Crowton, who is Mormon, is often found on the practice field wearing shorts, a T-shirt and cap, and holding a play list in an extended hand. He shouts sometimes, but doesn't swear.

"Now I know a lot of Mormons who swear. I try not to. It's kind of how I was raised," said Crowton, whose Mormon mission took him to South Korea. He still speaks a little of the language.

Crowton "is much more relaxed [than Franklin], I would say," said Maryland backup quarterback C.J. Brown. "He's very attentive to detail, a big-picture guy. But he still likes the intensity."

Said Estes: "Gary is a patient person, but he's a very competitive person. He has a lot of innovation in him. When I first met Gary, he had the Wacky Wildcat [so named because of the New Hampshire Wildcats] where you'd have a center and two guards, and the tackles would go split.
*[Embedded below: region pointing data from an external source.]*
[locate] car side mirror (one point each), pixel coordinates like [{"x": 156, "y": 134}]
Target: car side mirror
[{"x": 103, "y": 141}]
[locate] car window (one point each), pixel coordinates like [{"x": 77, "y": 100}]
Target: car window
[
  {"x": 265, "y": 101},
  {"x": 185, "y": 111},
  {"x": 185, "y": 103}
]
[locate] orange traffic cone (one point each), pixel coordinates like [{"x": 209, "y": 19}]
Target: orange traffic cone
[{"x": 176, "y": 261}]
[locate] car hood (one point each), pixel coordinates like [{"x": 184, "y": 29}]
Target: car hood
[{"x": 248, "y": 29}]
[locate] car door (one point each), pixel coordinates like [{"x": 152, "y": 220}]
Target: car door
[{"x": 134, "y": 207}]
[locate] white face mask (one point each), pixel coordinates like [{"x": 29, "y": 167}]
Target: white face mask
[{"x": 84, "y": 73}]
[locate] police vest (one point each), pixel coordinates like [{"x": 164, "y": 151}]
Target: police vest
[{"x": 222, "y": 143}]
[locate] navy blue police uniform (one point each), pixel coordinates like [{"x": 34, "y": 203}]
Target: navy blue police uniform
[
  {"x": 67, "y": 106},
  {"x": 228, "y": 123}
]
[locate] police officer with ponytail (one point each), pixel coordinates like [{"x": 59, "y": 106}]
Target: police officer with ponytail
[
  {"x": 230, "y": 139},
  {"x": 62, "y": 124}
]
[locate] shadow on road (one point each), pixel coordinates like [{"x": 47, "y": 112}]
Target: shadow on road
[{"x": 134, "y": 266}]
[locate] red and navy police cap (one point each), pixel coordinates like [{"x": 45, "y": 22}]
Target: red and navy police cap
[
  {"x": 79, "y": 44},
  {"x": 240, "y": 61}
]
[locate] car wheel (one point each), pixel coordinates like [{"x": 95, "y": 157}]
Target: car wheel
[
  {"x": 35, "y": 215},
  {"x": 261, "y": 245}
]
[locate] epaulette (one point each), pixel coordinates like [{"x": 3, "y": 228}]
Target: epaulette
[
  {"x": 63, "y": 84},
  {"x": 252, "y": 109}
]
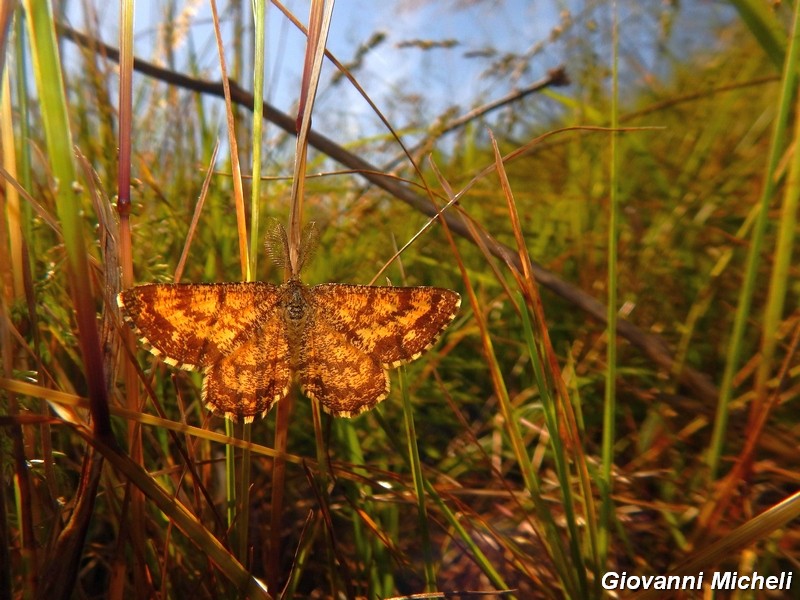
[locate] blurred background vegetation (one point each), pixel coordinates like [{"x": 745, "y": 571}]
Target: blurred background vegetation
[{"x": 534, "y": 477}]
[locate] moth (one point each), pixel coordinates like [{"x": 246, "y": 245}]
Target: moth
[{"x": 252, "y": 340}]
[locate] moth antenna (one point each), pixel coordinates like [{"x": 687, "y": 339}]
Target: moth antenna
[
  {"x": 308, "y": 245},
  {"x": 278, "y": 246}
]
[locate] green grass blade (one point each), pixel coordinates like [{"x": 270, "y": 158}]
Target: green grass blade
[
  {"x": 419, "y": 483},
  {"x": 733, "y": 359},
  {"x": 762, "y": 23}
]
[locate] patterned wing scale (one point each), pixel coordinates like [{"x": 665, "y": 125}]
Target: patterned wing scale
[
  {"x": 342, "y": 377},
  {"x": 355, "y": 332},
  {"x": 249, "y": 380},
  {"x": 394, "y": 324},
  {"x": 195, "y": 325},
  {"x": 252, "y": 339}
]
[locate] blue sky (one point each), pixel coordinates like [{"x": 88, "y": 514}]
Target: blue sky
[{"x": 411, "y": 85}]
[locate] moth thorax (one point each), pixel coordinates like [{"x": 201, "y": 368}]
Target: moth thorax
[{"x": 296, "y": 305}]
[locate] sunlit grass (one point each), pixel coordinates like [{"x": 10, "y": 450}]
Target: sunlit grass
[{"x": 484, "y": 469}]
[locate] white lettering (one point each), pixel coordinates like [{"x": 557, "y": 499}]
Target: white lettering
[
  {"x": 610, "y": 580},
  {"x": 721, "y": 581}
]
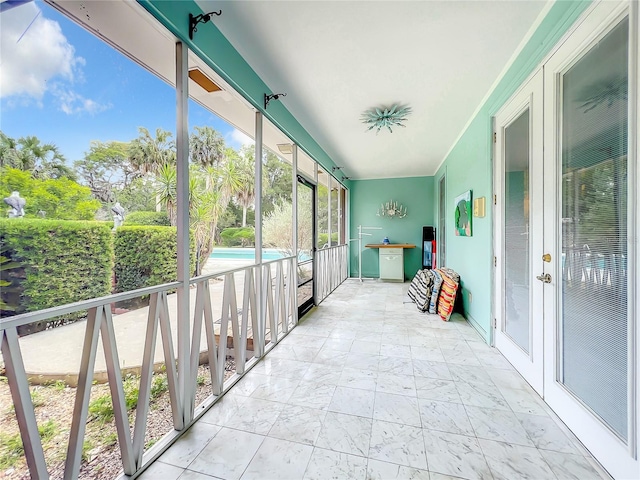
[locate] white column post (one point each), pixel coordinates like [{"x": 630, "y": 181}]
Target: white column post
[
  {"x": 259, "y": 351},
  {"x": 294, "y": 223},
  {"x": 186, "y": 387},
  {"x": 329, "y": 179}
]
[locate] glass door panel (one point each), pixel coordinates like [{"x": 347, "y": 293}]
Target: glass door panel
[
  {"x": 593, "y": 297},
  {"x": 306, "y": 244},
  {"x": 517, "y": 274}
]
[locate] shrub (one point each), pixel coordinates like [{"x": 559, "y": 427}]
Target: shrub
[
  {"x": 233, "y": 237},
  {"x": 60, "y": 262},
  {"x": 59, "y": 198},
  {"x": 146, "y": 256},
  {"x": 159, "y": 219}
]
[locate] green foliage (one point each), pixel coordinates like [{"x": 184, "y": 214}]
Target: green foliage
[
  {"x": 41, "y": 160},
  {"x": 59, "y": 198},
  {"x": 101, "y": 409},
  {"x": 233, "y": 237},
  {"x": 159, "y": 219},
  {"x": 159, "y": 385},
  {"x": 48, "y": 430},
  {"x": 146, "y": 256},
  {"x": 131, "y": 386},
  {"x": 11, "y": 450},
  {"x": 323, "y": 239},
  {"x": 61, "y": 262},
  {"x": 36, "y": 399}
]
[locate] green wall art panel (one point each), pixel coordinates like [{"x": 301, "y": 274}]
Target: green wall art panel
[{"x": 463, "y": 214}]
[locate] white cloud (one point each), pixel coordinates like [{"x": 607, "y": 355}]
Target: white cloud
[
  {"x": 71, "y": 102},
  {"x": 240, "y": 138},
  {"x": 37, "y": 58}
]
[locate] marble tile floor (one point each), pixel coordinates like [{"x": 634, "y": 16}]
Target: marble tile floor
[{"x": 367, "y": 387}]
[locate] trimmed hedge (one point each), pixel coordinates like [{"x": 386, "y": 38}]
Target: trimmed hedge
[
  {"x": 233, "y": 237},
  {"x": 158, "y": 219},
  {"x": 60, "y": 262},
  {"x": 146, "y": 256}
]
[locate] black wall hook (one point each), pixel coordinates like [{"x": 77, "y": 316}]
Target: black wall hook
[
  {"x": 202, "y": 18},
  {"x": 275, "y": 96}
]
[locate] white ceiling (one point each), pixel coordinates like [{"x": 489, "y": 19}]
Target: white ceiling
[{"x": 336, "y": 59}]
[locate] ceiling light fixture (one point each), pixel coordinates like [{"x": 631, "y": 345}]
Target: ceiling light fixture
[
  {"x": 285, "y": 148},
  {"x": 274, "y": 96},
  {"x": 385, "y": 117},
  {"x": 202, "y": 18},
  {"x": 203, "y": 80}
]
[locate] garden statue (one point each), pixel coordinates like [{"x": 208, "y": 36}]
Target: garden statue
[
  {"x": 17, "y": 203},
  {"x": 118, "y": 215}
]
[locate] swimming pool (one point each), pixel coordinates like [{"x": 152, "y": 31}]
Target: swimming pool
[{"x": 248, "y": 254}]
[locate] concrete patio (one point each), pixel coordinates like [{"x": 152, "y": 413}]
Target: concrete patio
[{"x": 366, "y": 387}]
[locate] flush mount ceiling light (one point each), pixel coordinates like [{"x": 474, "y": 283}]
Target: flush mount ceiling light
[
  {"x": 385, "y": 117},
  {"x": 285, "y": 148}
]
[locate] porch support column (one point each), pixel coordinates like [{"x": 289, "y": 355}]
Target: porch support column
[
  {"x": 329, "y": 181},
  {"x": 185, "y": 385},
  {"x": 294, "y": 223},
  {"x": 259, "y": 351}
]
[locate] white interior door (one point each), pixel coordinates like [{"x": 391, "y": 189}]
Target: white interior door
[
  {"x": 518, "y": 237},
  {"x": 589, "y": 211}
]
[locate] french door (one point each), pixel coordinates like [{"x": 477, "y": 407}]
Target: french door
[
  {"x": 306, "y": 244},
  {"x": 518, "y": 185},
  {"x": 589, "y": 210},
  {"x": 566, "y": 230}
]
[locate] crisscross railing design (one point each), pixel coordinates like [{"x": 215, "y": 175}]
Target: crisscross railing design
[
  {"x": 331, "y": 268},
  {"x": 268, "y": 310}
]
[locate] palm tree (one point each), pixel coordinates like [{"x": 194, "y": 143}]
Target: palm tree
[
  {"x": 207, "y": 147},
  {"x": 246, "y": 193},
  {"x": 29, "y": 154},
  {"x": 148, "y": 154}
]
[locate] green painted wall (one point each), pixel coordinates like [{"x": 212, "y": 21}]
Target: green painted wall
[
  {"x": 212, "y": 47},
  {"x": 469, "y": 167},
  {"x": 415, "y": 193}
]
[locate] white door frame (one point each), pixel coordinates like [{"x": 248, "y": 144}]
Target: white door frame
[
  {"x": 618, "y": 458},
  {"x": 529, "y": 364}
]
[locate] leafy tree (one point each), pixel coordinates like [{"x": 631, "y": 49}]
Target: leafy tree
[
  {"x": 106, "y": 169},
  {"x": 42, "y": 160},
  {"x": 59, "y": 198},
  {"x": 246, "y": 192}
]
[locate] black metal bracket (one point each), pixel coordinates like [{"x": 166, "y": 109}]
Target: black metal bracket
[
  {"x": 202, "y": 18},
  {"x": 274, "y": 96}
]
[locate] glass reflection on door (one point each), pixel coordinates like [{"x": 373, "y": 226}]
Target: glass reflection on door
[
  {"x": 517, "y": 275},
  {"x": 306, "y": 244},
  {"x": 594, "y": 319}
]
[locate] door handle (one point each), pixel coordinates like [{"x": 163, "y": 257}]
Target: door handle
[{"x": 544, "y": 278}]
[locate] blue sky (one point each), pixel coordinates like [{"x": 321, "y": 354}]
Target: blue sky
[{"x": 67, "y": 87}]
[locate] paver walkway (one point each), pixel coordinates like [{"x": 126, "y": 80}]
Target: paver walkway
[{"x": 366, "y": 387}]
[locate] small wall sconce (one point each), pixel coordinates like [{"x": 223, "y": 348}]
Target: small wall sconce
[
  {"x": 202, "y": 18},
  {"x": 392, "y": 209},
  {"x": 275, "y": 96},
  {"x": 479, "y": 207}
]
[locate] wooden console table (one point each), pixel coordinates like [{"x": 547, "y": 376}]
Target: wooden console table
[{"x": 391, "y": 260}]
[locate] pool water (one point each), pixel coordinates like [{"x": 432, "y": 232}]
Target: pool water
[{"x": 248, "y": 254}]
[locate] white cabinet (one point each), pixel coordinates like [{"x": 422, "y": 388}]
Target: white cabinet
[{"x": 392, "y": 264}]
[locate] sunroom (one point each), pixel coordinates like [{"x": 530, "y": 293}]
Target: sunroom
[{"x": 308, "y": 159}]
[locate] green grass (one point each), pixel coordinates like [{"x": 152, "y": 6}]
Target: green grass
[
  {"x": 48, "y": 430},
  {"x": 11, "y": 450}
]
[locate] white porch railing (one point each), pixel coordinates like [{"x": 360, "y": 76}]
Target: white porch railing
[
  {"x": 268, "y": 311},
  {"x": 331, "y": 268}
]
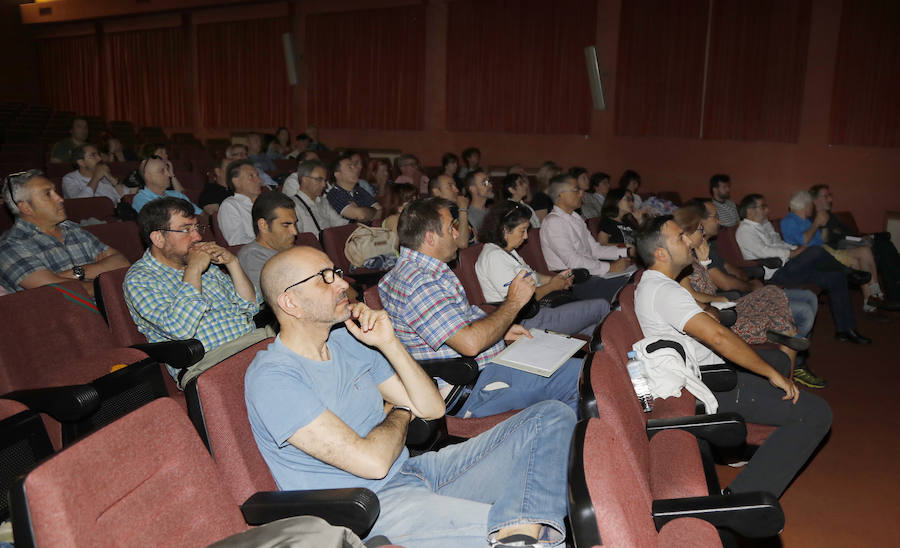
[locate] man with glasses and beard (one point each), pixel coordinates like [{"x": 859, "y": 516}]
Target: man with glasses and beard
[{"x": 175, "y": 293}]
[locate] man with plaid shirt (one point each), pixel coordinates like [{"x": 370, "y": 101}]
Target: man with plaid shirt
[
  {"x": 432, "y": 317},
  {"x": 42, "y": 247},
  {"x": 175, "y": 291}
]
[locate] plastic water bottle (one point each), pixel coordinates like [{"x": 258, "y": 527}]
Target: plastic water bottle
[{"x": 638, "y": 373}]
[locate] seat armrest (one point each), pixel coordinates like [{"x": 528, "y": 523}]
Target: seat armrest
[
  {"x": 718, "y": 378},
  {"x": 453, "y": 370},
  {"x": 720, "y": 429},
  {"x": 353, "y": 508},
  {"x": 175, "y": 354},
  {"x": 752, "y": 515},
  {"x": 64, "y": 403}
]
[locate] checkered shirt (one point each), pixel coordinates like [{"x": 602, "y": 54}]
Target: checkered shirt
[{"x": 25, "y": 249}]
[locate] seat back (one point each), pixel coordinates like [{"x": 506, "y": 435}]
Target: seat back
[
  {"x": 144, "y": 480},
  {"x": 217, "y": 409},
  {"x": 465, "y": 271}
]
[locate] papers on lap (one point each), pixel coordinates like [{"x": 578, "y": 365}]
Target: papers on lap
[{"x": 542, "y": 355}]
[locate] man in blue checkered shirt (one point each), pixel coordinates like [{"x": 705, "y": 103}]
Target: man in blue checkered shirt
[
  {"x": 42, "y": 247},
  {"x": 433, "y": 318},
  {"x": 175, "y": 291}
]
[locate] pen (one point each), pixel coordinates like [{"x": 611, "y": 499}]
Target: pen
[{"x": 523, "y": 277}]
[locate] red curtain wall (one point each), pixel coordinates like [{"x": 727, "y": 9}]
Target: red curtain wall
[
  {"x": 518, "y": 66},
  {"x": 866, "y": 99},
  {"x": 149, "y": 86},
  {"x": 242, "y": 76},
  {"x": 659, "y": 73},
  {"x": 70, "y": 74},
  {"x": 367, "y": 69},
  {"x": 757, "y": 70}
]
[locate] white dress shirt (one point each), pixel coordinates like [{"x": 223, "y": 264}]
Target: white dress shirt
[
  {"x": 567, "y": 243},
  {"x": 75, "y": 185},
  {"x": 235, "y": 220}
]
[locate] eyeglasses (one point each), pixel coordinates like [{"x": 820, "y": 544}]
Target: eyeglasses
[
  {"x": 328, "y": 276},
  {"x": 199, "y": 229}
]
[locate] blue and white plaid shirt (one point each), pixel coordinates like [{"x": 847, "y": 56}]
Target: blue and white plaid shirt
[
  {"x": 427, "y": 305},
  {"x": 26, "y": 249},
  {"x": 166, "y": 308}
]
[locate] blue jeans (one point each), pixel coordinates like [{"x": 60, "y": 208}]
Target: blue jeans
[
  {"x": 804, "y": 307},
  {"x": 523, "y": 389},
  {"x": 515, "y": 473}
]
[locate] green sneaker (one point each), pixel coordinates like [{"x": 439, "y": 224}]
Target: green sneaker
[{"x": 808, "y": 378}]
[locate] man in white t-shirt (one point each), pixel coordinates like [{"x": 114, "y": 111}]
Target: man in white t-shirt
[{"x": 763, "y": 394}]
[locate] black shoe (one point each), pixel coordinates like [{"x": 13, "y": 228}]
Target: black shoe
[
  {"x": 858, "y": 278},
  {"x": 852, "y": 336},
  {"x": 794, "y": 343}
]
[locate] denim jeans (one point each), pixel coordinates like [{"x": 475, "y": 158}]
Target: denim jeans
[
  {"x": 460, "y": 496},
  {"x": 521, "y": 389},
  {"x": 804, "y": 307}
]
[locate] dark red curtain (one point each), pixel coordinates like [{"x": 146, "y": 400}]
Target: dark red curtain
[
  {"x": 866, "y": 100},
  {"x": 757, "y": 70},
  {"x": 518, "y": 66},
  {"x": 367, "y": 68},
  {"x": 70, "y": 74},
  {"x": 242, "y": 75},
  {"x": 659, "y": 74},
  {"x": 149, "y": 86}
]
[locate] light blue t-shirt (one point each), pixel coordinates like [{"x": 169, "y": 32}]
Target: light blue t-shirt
[
  {"x": 285, "y": 391},
  {"x": 144, "y": 196}
]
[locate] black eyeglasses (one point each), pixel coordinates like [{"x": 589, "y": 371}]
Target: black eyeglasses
[{"x": 328, "y": 276}]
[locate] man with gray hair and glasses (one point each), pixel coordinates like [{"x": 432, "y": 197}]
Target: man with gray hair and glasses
[{"x": 42, "y": 247}]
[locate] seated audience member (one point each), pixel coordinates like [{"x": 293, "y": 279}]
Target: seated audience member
[
  {"x": 257, "y": 155},
  {"x": 216, "y": 191},
  {"x": 471, "y": 161},
  {"x": 42, "y": 247},
  {"x": 886, "y": 257},
  {"x": 590, "y": 206},
  {"x": 567, "y": 244},
  {"x": 515, "y": 188},
  {"x": 631, "y": 181},
  {"x": 280, "y": 146},
  {"x": 763, "y": 315},
  {"x": 157, "y": 175},
  {"x": 505, "y": 229},
  {"x": 329, "y": 408},
  {"x": 541, "y": 203},
  {"x": 61, "y": 153},
  {"x": 347, "y": 197},
  {"x": 599, "y": 186},
  {"x": 433, "y": 318},
  {"x": 411, "y": 173},
  {"x": 720, "y": 190},
  {"x": 275, "y": 226},
  {"x": 394, "y": 200},
  {"x": 443, "y": 186},
  {"x": 763, "y": 393},
  {"x": 800, "y": 265},
  {"x": 175, "y": 291},
  {"x": 800, "y": 228},
  {"x": 305, "y": 187},
  {"x": 234, "y": 216},
  {"x": 619, "y": 220},
  {"x": 91, "y": 177},
  {"x": 378, "y": 173},
  {"x": 479, "y": 188}
]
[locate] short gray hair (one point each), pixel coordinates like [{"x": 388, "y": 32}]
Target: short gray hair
[
  {"x": 800, "y": 200},
  {"x": 14, "y": 190}
]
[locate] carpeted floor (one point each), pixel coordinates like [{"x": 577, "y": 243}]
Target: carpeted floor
[{"x": 849, "y": 494}]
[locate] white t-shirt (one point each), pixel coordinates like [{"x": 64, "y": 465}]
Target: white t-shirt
[
  {"x": 495, "y": 267},
  {"x": 663, "y": 308}
]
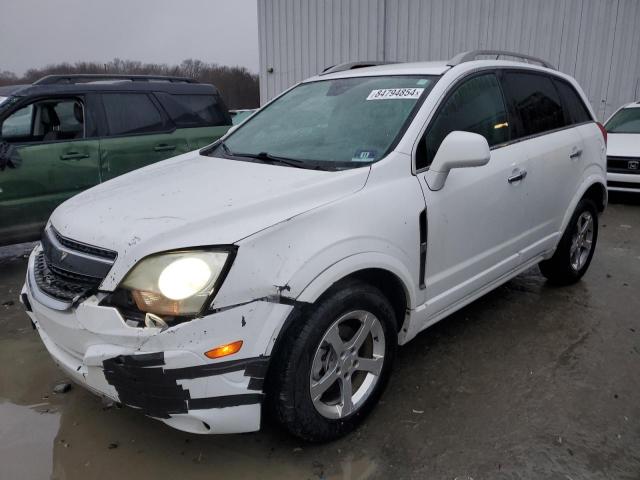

He just came up with things you didn't see. You ever see the Muddle Huddle? It's things like that."

Said Meggett: "He always has something cool up his sleeve."

Edsall became acquainted with Crowton when both were Boston College assistants under Tom Coughlin in the early '90s. Edsall has revealed few specifics about Maryland's offense in advance of the Sept. 5 opener against Miami at Byrd Stadium.

In the interview, Crowton began several sentences by saying he needed to be careful not to reveal too much.

But he did drop a hint about his preferences. Asked which of his teams best represented his philosophy, Crowton selected his first BYU team that led the nation in total offense (542.9 yards per game) and scoring (46.8 points per game) in 2001.

Crowton had arrived at BYU with a reputation built largely on passing out of a spread offense. But the Cougars were balanced in 2001, rushing 505 times and passing 486. Running back Luke Staley rushed for 1,596 yards, quarterback Brandon Doman passed for 3,542 yards, and the team finished 12-2.

"Without giving away much of what we're doing," Crowton said, "that 2001 offense at BYU — that's me."